BUILDINGS - Smarter Facilities Management

01/25/2013

How to Boost Cell Phone Coverage in Buildings

Assess the nature of your signal problem to develop a solution

By Christopher Curtland

 

Pricing and Payback
The Merchandise Mart situation is unique because AT&T funded the installation, although other carriers are in the process of coming onto it. AT&T builds neutral host solutions so building owners can avoid the burden of needing space for each carrier to have its own network.

“It’s a landmark building so all carriers want to be here,” explains Wong. “Their revenue comes from voice and data usage, so they want to provide signal to their customers in our building.”

Other property owners may want to ensure signal strength because it increases productivity or helps retain and attract occupants (see case studies). “Our leasing folks use the DAS as a sales point,” says Wong.

Those benefits can help you rationalize a sizable investment like this.

“It’s a pretty common practice for building owners to fund the construction of the DAS front-end equipment, and then the carriers will come in after the fact and connect their radios to it to distribute the signal inside,” explains Townes. “It becomes a shared cost model where both parties benefit. There’s an opportunity to share in the cost recovery for the system.”

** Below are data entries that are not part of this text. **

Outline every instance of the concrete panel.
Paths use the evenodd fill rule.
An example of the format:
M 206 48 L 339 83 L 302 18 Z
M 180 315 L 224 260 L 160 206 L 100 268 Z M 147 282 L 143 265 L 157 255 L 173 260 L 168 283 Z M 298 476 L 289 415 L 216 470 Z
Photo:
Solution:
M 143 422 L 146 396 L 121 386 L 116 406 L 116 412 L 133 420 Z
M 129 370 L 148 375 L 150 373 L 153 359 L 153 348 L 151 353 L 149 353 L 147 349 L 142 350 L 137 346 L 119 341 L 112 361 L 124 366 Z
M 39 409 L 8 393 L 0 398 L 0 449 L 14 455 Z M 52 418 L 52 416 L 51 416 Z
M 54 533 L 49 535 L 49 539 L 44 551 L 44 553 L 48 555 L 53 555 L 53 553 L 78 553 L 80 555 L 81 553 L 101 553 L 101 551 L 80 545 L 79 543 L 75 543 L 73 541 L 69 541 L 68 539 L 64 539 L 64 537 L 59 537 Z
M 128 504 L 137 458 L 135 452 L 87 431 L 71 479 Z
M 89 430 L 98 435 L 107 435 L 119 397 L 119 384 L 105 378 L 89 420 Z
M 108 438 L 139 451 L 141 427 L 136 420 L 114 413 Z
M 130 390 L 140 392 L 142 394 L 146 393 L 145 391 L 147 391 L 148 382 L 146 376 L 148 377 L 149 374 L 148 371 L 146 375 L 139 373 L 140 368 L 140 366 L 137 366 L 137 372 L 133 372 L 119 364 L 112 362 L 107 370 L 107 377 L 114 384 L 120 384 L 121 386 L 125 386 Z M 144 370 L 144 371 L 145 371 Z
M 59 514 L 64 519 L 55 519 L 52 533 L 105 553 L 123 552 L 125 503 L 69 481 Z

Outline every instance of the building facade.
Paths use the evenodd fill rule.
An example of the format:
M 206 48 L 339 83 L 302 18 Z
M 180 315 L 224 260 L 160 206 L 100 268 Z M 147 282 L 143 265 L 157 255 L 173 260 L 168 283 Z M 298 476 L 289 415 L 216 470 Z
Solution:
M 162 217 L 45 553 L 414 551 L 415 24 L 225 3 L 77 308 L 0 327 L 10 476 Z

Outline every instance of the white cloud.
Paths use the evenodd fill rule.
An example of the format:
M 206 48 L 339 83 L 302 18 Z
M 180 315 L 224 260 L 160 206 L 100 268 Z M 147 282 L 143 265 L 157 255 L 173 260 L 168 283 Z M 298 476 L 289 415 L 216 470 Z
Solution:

Conservative estimates of cost for installation range from $0.50-1.50 per square foot depending on the number of carriers on the system, if Wi-Fi is also included, and whether emergency or security frequencies must be sidestepped, according to CSI.

“We take a very consultative approach,” explains Carr. “We perform an analysis, give some budgetary numbers, and look at things from a cost perspective. There are options.”

Upgrades and Upkeep
Once you have a system up and running, it’s important to keep an eye on it to make sure it’s operating at peak performance. “Sometimes a person may be blocking an antenna and not realize it, so we work with tenants and the designers and might have to move an antenna 10 feet this way or the other to accommodate what’s going on in the building,” Wong says.

If a systems integrator implements your solution, a service level agreement dictates what will happen in the event of a hiccup. “Some may just want our technical support number and we can respond to an issue in a couple days,” Carr says. “Other customers, like hospitals or stadiums where communication is critical to the day-to-day operations, may want the problem fixed within hours.”

If a service provider created the solution, it monitors the solution itself. “We’ve got an operations center and problems show up as elements in our network just like any cell tower would,” explains Townes.

The cell phone network very recently shifted from 3G to 4G, which impacted networks such as these. “People want to keep up with the latest technology, and an upgrade like that would require some new equipment on the front-end,” says Carr.

Regardless of the route you take, service providers and systems integrators will help you along the way.

“You definitely want to partner with the carriers in your area to find solutions,” says Townes. “Everyone can collaborate to see what works.”